Joe Fascione

Personal information
- Full name: Joseph Victor Fascione
- Date of birth: 5 February 1945
- Place of birth: Coatbridge, Scotland
- Date of death: 5 February 2019 (aged 74)
- Position(s): Winger

Youth career
- 1959–1961: Burnbank United

Senior career*
- Years: Team / Apps / (Gls)
- 1961–1962: Kirkintilloch Rob Roy
- 1962–1969: Chelsea / 29 / (1)
- 1969–1971: Durban City
- 1972: Dundee United / 0 / (0)
- 1972: Barnet / 34 / (1)
- Romford
- Barking

Managerial career
- Barking
- 1993–94: Croydon

= Joe Fascione =

Scottish footballer (1945–2019)

Joseph Victor Fascione (5 February 1945 – 5 February 2019) was a Scottish footballer who played as a winger.

==Career==
A right-sided winger, Fascione started out with Scottish junior side Kirkintilloch Rob Roy where he won the Scottish Junior Cup in 1962 – believed to be the youngest player to do so – before being signed for Londoners Chelsea by Tommy Docherty in September of that year.

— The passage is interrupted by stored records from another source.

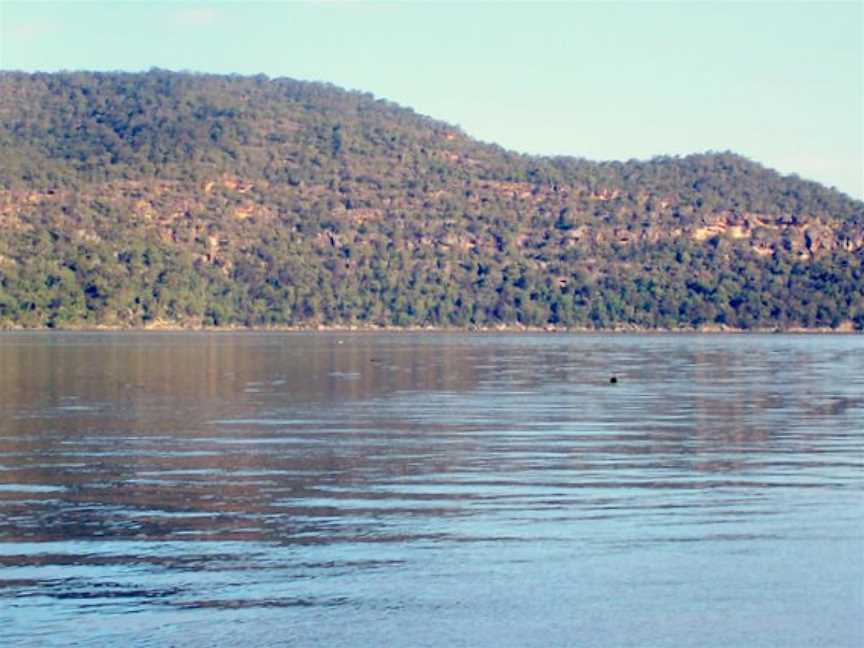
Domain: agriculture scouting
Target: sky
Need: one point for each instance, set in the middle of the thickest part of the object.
(781, 83)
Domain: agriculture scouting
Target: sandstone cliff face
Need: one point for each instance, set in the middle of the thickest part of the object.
(252, 201)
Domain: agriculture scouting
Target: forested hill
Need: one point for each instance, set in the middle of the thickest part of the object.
(192, 200)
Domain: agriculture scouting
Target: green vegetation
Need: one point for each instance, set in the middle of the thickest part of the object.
(135, 199)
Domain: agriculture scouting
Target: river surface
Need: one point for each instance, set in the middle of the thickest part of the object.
(369, 490)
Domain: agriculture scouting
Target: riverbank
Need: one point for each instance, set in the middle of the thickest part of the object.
(166, 326)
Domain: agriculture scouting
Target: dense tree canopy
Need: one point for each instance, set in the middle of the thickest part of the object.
(133, 199)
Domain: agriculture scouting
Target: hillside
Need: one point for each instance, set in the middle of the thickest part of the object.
(138, 199)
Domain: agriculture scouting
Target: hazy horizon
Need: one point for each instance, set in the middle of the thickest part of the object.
(779, 83)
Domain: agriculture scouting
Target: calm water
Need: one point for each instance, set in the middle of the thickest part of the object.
(431, 490)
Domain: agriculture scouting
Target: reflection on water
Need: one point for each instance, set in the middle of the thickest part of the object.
(428, 490)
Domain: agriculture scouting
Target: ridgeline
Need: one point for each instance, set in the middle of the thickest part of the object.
(165, 199)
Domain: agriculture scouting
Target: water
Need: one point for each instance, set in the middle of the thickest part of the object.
(431, 490)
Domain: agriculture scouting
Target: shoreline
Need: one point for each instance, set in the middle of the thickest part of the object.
(171, 327)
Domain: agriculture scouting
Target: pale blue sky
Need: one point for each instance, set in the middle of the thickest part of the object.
(779, 82)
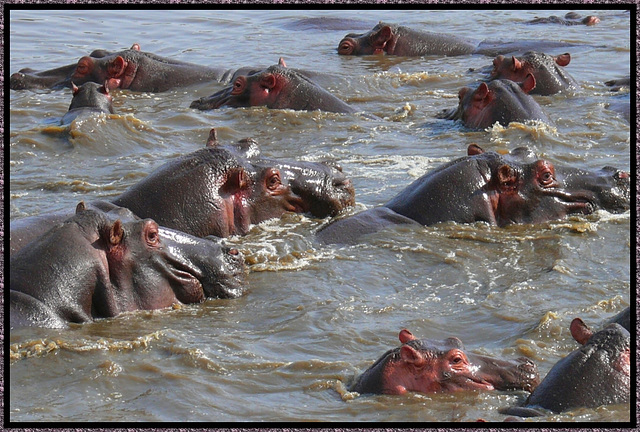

Fascione would remain with the club until 1969, but the presence of fellow wingers Bert Murray and Charlie Cooke ensured that he featured only sporadically in the first team, making a total of just 34 appearances. He was, however, one of the eight players infamously sent home by Docherty for breaking a pre-match curfew in Blackpool in April 1965.

Upon leaving Chelsea he signed for Durban City F.C. in South Africa in the summer of 1969. He returned to the UK in late 1971, but because of problems with the release of his registration from South Africa he was unable to sign for a club until July 1972. He then joined Dundee United on a trial basis but was released shortly afterwards, having only appeared in pre-season friendly matches.

He subsequently had spells with Romford in the Southern League, and Barking. He also had a stint as manager of the latter club.

He died on 5 February 2019, his 74th birthday.